A data breach at a Canadian accounting firm triggers PIPEDA breach notification obligations and potential OPC investigation. Most small firms have no plan — and several active vulnerabilities.
Since 2018, PIPEDA has required organizations to report breaches to the Office of the Privacy Commissioner of Canada when the breach creates a real risk of significant harm. Accounting firms handle social insurance numbers, tax returns, banking information, and corporate financials — exactly the categories that create that risk.
Four gaps we find in most small firms
- Email document exchange. T4s, SINs, and bank statements sent via unencrypted email. If either party's account is compromised, the data is exposed.
- Shared drives without access controls. A Google Drive folder accessible to every employee, including former staff whose access was never revoked.

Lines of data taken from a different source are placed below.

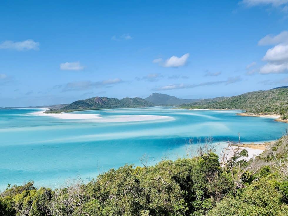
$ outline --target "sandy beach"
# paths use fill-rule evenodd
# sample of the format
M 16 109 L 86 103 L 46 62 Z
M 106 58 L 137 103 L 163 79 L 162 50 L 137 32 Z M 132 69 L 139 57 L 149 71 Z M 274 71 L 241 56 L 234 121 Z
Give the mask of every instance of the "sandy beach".
M 172 120 L 174 118 L 162 115 L 120 115 L 103 118 L 99 114 L 62 113 L 44 113 L 48 109 L 43 108 L 39 111 L 32 113 L 32 115 L 40 116 L 50 116 L 62 119 L 91 119 L 99 122 L 121 122 L 155 120 Z
M 248 152 L 248 157 L 245 159 L 249 160 L 255 156 L 261 154 L 269 147 L 270 143 L 271 142 L 242 144 L 239 144 L 239 148 L 240 150 L 245 149 L 247 150 Z M 230 148 L 234 150 L 237 149 L 238 148 L 237 144 L 231 144 L 230 146 Z M 233 155 L 233 151 L 231 149 L 228 148 L 226 149 L 226 152 L 228 154 L 228 158 Z

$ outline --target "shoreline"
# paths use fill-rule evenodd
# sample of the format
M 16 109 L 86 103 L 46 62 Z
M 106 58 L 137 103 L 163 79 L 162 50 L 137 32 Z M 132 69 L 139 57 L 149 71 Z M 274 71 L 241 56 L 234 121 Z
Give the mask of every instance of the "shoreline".
M 188 110 L 235 110 L 236 111 L 239 111 L 243 110 L 238 109 L 193 109 L 192 108 L 181 108 L 180 107 L 174 108 L 178 109 Z M 236 114 L 237 115 L 240 115 L 242 116 L 247 116 L 249 117 L 262 117 L 266 118 L 269 118 L 274 119 L 274 120 L 275 121 L 277 121 L 279 122 L 283 122 L 285 123 L 288 123 L 288 119 L 282 119 L 281 117 L 281 115 L 278 114 L 259 114 L 256 113 L 237 113 Z
M 269 142 L 263 142 L 259 143 L 255 143 L 253 142 L 250 143 L 243 143 L 240 144 L 227 144 L 227 147 L 224 149 L 227 153 L 228 155 L 228 159 L 230 159 L 233 154 L 232 149 L 237 150 L 238 148 L 240 150 L 247 150 L 248 153 L 248 156 L 246 159 L 249 160 L 253 158 L 258 156 L 262 153 L 265 150 L 269 148 L 272 144 L 276 142 L 276 140 Z M 229 148 L 230 147 L 230 148 Z
M 256 113 L 238 113 L 236 115 L 242 116 L 250 117 L 262 117 L 274 119 L 274 121 L 280 122 L 288 123 L 288 119 L 282 119 L 281 115 L 277 114 L 259 114 Z
M 39 116 L 50 116 L 61 119 L 91 120 L 99 123 L 125 122 L 133 121 L 143 121 L 151 120 L 172 120 L 173 117 L 163 115 L 118 115 L 111 116 L 113 118 L 104 118 L 100 114 L 61 113 L 45 113 L 44 110 L 47 108 L 39 108 L 41 111 L 30 113 L 31 115 Z

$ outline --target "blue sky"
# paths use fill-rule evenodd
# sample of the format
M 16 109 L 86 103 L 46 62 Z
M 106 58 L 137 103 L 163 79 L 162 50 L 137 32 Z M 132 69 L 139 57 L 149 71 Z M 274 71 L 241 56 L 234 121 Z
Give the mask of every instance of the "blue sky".
M 0 3 L 0 107 L 288 85 L 288 0 L 60 1 Z

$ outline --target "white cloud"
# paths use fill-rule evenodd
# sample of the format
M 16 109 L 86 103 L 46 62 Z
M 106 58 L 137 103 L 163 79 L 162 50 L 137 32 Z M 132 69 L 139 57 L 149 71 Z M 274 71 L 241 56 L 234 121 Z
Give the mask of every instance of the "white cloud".
M 246 69 L 248 70 L 250 69 L 250 68 L 252 68 L 253 66 L 254 66 L 257 64 L 257 63 L 255 61 L 253 61 L 252 63 L 249 64 L 249 65 L 246 66 Z
M 263 60 L 278 62 L 288 61 L 288 45 L 279 44 L 269 49 L 266 52 Z
M 160 63 L 162 62 L 163 60 L 162 59 L 162 58 L 156 58 L 154 59 L 152 61 L 152 62 L 154 63 Z
M 182 66 L 187 62 L 187 60 L 189 55 L 189 53 L 186 53 L 180 57 L 173 56 L 167 59 L 164 63 L 163 66 L 166 68 L 177 67 Z
M 160 74 L 155 73 L 149 73 L 147 76 L 143 76 L 142 78 L 136 77 L 135 78 L 138 81 L 140 80 L 145 80 L 149 82 L 157 82 L 159 81 L 160 78 L 163 77 L 163 76 Z
M 38 50 L 40 44 L 33 40 L 27 40 L 23 41 L 14 42 L 5 41 L 0 43 L 0 49 L 13 49 L 18 51 L 25 51 L 29 50 Z
M 241 3 L 249 7 L 269 4 L 277 6 L 288 3 L 288 0 L 243 0 Z
M 268 63 L 260 69 L 259 73 L 262 74 L 288 73 L 288 63 L 279 64 Z
M 63 71 L 81 71 L 84 69 L 84 66 L 80 65 L 79 61 L 65 62 L 60 64 L 60 68 Z
M 275 45 L 281 43 L 288 43 L 288 31 L 283 31 L 277 35 L 269 34 L 258 42 L 259 45 Z
M 113 41 L 122 41 L 123 40 L 131 40 L 133 39 L 133 38 L 131 37 L 129 33 L 127 34 L 123 34 L 120 37 L 117 37 L 116 35 L 113 35 L 111 37 L 111 40 Z
M 108 84 L 115 84 L 116 83 L 119 83 L 123 82 L 122 79 L 119 78 L 115 79 L 109 79 L 106 80 L 103 80 L 102 82 L 98 83 L 103 85 Z

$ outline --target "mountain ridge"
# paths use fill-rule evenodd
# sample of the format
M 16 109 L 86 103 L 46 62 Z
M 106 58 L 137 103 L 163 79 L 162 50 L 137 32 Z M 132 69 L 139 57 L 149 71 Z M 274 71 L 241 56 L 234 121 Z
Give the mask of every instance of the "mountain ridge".
M 158 105 L 177 105 L 185 103 L 192 103 L 199 100 L 178 98 L 169 95 L 156 92 L 152 93 L 145 99 Z

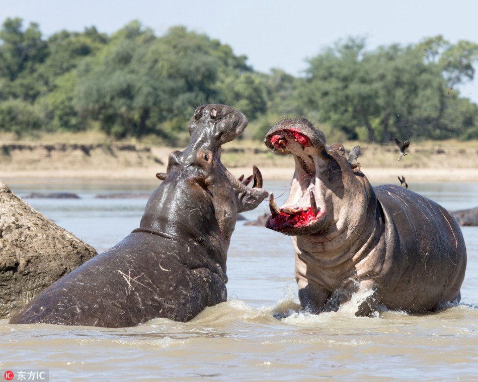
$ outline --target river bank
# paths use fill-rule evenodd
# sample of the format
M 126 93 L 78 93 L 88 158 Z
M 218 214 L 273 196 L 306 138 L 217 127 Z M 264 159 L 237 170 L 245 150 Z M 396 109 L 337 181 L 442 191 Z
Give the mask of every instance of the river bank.
M 260 142 L 238 141 L 223 148 L 221 161 L 235 175 L 252 173 L 256 165 L 265 179 L 290 179 L 290 155 L 274 154 Z M 346 144 L 349 150 L 356 142 Z M 361 144 L 361 169 L 373 183 L 478 182 L 478 143 L 431 141 L 411 145 L 397 161 L 394 146 Z M 169 154 L 184 148 L 135 143 L 0 143 L 0 179 L 154 180 L 166 170 Z

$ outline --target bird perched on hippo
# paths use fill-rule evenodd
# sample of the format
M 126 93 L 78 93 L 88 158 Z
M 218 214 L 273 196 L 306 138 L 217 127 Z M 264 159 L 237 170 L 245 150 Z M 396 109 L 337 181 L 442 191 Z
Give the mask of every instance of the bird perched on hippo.
M 169 156 L 164 181 L 139 227 L 65 275 L 22 308 L 11 324 L 119 327 L 156 317 L 188 321 L 227 298 L 226 259 L 237 214 L 267 197 L 260 172 L 247 186 L 223 166 L 221 145 L 246 128 L 242 113 L 204 105 L 191 142 Z
M 270 195 L 266 226 L 292 236 L 303 309 L 337 311 L 363 289 L 373 293 L 358 316 L 384 306 L 422 313 L 460 301 L 466 251 L 446 210 L 404 187 L 372 187 L 344 146 L 326 146 L 306 119 L 280 122 L 265 143 L 295 161 L 288 199 L 279 207 Z

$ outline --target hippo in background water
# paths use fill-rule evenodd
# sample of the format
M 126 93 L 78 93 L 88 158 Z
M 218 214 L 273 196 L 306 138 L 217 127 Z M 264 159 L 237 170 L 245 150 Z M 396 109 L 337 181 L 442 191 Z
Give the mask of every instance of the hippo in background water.
M 466 251 L 447 210 L 404 187 L 372 187 L 344 146 L 326 146 L 307 120 L 280 122 L 265 143 L 295 161 L 287 200 L 279 208 L 270 196 L 266 227 L 292 236 L 303 309 L 337 311 L 364 290 L 373 293 L 357 315 L 383 306 L 423 313 L 459 302 Z
M 201 106 L 191 142 L 169 157 L 139 227 L 62 277 L 24 307 L 11 324 L 119 327 L 157 317 L 190 320 L 225 301 L 226 259 L 237 214 L 268 194 L 254 168 L 248 188 L 220 161 L 221 145 L 241 134 L 246 117 L 225 105 Z

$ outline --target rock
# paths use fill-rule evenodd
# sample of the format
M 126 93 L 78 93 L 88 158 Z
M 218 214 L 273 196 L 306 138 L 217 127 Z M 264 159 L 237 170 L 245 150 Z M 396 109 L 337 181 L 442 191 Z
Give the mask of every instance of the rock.
M 97 254 L 0 180 L 0 319 Z

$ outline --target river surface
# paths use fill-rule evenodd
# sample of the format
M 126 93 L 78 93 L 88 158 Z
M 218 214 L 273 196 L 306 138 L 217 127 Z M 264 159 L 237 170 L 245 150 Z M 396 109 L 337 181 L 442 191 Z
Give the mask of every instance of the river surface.
M 146 199 L 95 197 L 147 195 L 158 184 L 6 180 L 21 197 L 77 193 L 81 199 L 27 201 L 99 252 L 139 226 Z M 287 182 L 265 187 L 279 205 L 288 195 Z M 477 183 L 410 188 L 450 210 L 478 206 Z M 268 212 L 264 203 L 244 215 L 252 220 Z M 228 251 L 226 302 L 186 323 L 156 319 L 134 328 L 0 320 L 0 380 L 6 370 L 17 376 L 44 370 L 48 374 L 41 375 L 51 381 L 476 380 L 478 227 L 462 231 L 468 266 L 457 306 L 433 314 L 386 312 L 369 318 L 356 317 L 358 303 L 351 302 L 314 316 L 299 311 L 290 238 L 238 221 Z

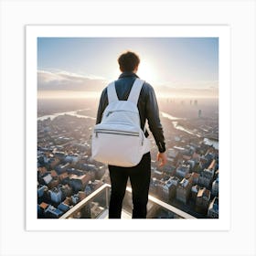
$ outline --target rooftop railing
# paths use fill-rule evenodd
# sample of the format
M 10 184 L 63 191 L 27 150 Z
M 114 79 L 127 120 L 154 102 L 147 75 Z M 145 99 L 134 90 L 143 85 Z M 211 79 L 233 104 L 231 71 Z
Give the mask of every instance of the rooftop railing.
M 102 185 L 60 219 L 108 219 L 111 186 Z M 123 203 L 122 219 L 132 219 L 132 188 L 127 187 Z M 196 219 L 195 217 L 167 204 L 155 197 L 148 197 L 147 219 Z

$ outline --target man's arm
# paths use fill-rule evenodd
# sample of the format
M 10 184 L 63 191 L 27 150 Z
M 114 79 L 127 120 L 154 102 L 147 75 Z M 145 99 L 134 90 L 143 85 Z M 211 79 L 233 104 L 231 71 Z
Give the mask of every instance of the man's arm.
M 147 101 L 146 101 L 146 119 L 148 121 L 149 129 L 153 133 L 159 153 L 157 154 L 157 161 L 161 161 L 159 166 L 163 166 L 167 162 L 165 155 L 165 143 L 163 126 L 159 117 L 159 108 L 152 86 L 149 85 Z
M 105 88 L 102 92 L 99 102 L 98 112 L 97 112 L 97 118 L 96 118 L 96 124 L 101 122 L 102 113 L 108 105 L 108 97 L 107 97 L 107 89 Z

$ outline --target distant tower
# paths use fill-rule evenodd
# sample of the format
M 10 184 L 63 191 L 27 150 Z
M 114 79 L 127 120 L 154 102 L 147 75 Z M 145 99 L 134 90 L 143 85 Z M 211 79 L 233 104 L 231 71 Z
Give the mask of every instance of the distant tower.
M 201 118 L 201 117 L 202 117 L 202 111 L 198 110 L 198 118 Z

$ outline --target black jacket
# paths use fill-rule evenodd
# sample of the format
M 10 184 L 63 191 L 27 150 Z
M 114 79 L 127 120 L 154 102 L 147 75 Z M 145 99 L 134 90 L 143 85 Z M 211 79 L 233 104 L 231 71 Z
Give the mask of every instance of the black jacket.
M 138 76 L 135 73 L 123 72 L 119 79 L 115 80 L 115 89 L 120 101 L 127 101 L 136 78 L 138 78 Z M 108 103 L 107 88 L 105 88 L 101 96 L 96 123 L 101 123 L 102 113 Z M 144 82 L 143 85 L 137 106 L 140 113 L 141 128 L 144 130 L 145 121 L 147 120 L 149 129 L 153 133 L 159 152 L 165 152 L 165 136 L 159 118 L 158 104 L 155 91 L 147 82 Z M 145 135 L 148 136 L 147 131 L 145 132 Z

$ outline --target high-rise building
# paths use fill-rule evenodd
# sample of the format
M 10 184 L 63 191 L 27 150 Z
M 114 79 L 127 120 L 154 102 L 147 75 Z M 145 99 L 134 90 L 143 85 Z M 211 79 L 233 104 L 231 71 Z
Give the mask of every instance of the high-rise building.
M 50 199 L 53 203 L 61 202 L 62 192 L 60 188 L 53 187 L 51 190 L 49 190 L 49 194 L 50 194 Z
M 208 210 L 208 217 L 211 219 L 219 218 L 219 197 L 215 197 L 210 202 Z

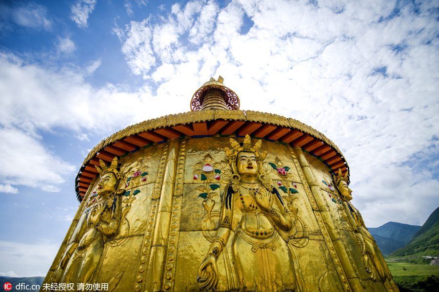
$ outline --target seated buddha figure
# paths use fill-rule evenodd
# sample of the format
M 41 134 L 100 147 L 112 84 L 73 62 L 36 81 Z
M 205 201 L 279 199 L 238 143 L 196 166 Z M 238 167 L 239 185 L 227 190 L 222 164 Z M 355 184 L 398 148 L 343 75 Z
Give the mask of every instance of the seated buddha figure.
M 75 287 L 79 283 L 92 283 L 104 244 L 118 234 L 120 225 L 121 200 L 118 195 L 123 191 L 118 191 L 122 175 L 117 170 L 118 159 L 115 157 L 108 167 L 100 162 L 102 168 L 96 166 L 100 174 L 96 194 L 87 202 L 84 219 L 61 260 L 64 272 L 57 277 L 61 283 L 74 283 Z
M 293 224 L 279 192 L 272 185 L 262 163 L 267 152 L 259 152 L 246 136 L 240 144 L 230 139 L 225 148 L 233 174 L 225 187 L 215 238 L 198 273 L 201 289 L 218 283 L 217 261 L 231 234 L 232 256 L 241 291 L 297 291 L 297 280 L 286 241 Z

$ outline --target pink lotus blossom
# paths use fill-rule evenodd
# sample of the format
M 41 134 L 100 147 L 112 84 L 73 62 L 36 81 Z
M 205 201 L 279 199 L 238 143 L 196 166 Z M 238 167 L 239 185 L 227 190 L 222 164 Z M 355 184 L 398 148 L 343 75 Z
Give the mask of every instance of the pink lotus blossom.
M 208 163 L 206 163 L 204 164 L 204 166 L 203 166 L 203 171 L 204 171 L 205 172 L 210 172 L 211 171 L 213 171 L 213 166 L 212 166 Z
M 285 175 L 286 174 L 286 171 L 283 167 L 279 167 L 278 168 L 278 173 Z

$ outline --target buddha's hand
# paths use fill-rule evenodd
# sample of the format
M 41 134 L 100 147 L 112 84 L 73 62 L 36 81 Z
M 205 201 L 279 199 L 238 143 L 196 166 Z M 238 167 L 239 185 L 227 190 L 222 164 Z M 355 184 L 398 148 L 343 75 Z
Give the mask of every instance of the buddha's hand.
M 90 218 L 90 221 L 94 224 L 96 225 L 99 222 L 100 219 L 100 214 L 104 210 L 103 204 L 99 204 L 93 207 L 92 211 L 91 216 Z
M 197 279 L 202 283 L 200 289 L 215 289 L 218 284 L 218 273 L 217 259 L 213 256 L 208 256 L 201 263 L 198 270 Z
M 259 193 L 256 195 L 256 202 L 260 209 L 266 211 L 269 207 L 271 197 L 266 193 Z
M 67 255 L 65 255 L 64 256 L 64 257 L 62 258 L 62 260 L 61 261 L 61 269 L 64 270 L 65 268 L 65 266 L 67 265 L 67 262 L 69 261 L 69 260 L 70 259 L 70 257 L 69 256 Z

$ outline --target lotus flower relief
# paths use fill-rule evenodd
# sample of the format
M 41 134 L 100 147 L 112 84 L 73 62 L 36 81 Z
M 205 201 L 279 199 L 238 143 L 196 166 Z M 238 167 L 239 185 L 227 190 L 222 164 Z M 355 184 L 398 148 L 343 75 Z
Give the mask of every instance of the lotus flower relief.
M 206 163 L 203 165 L 202 170 L 205 172 L 210 172 L 211 171 L 213 171 L 213 166 L 208 163 Z
M 279 174 L 283 174 L 284 175 L 287 174 L 286 171 L 285 170 L 285 168 L 283 167 L 278 167 L 278 173 Z

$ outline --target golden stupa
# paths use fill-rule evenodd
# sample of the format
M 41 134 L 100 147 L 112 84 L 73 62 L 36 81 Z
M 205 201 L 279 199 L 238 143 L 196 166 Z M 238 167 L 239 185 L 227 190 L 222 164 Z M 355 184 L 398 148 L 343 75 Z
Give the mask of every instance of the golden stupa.
M 223 81 L 92 150 L 41 291 L 398 291 L 337 146 Z

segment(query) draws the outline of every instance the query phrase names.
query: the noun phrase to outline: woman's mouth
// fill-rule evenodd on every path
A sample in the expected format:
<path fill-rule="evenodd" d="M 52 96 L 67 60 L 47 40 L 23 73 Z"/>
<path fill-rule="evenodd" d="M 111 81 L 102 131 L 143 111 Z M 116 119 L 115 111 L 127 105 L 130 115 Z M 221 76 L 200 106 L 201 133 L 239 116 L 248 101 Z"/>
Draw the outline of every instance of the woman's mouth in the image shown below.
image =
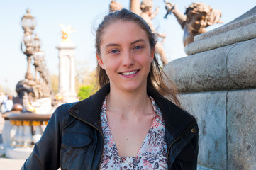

- No multi-factor authentication. QBO, email, and CRA My Accounts accessed with passwords only — one successful phishing attack exposes everything.
- No breach response plan. When a breach occurs, you need to know within 24 hours: what data was exposed, who to notify, and how to contain it.
Quick wins that reduce risk today
Enable MFA on all cloud accounts. Revoke access for former staff immediately. Move sensitive file exchange to an encrypted portal (ShareFile, TaxDome, or Karbon's client portal). Draft a one-page breach response plan that names who is responsible for what in the first 24 hours. None of these require significant budget — they require discipline.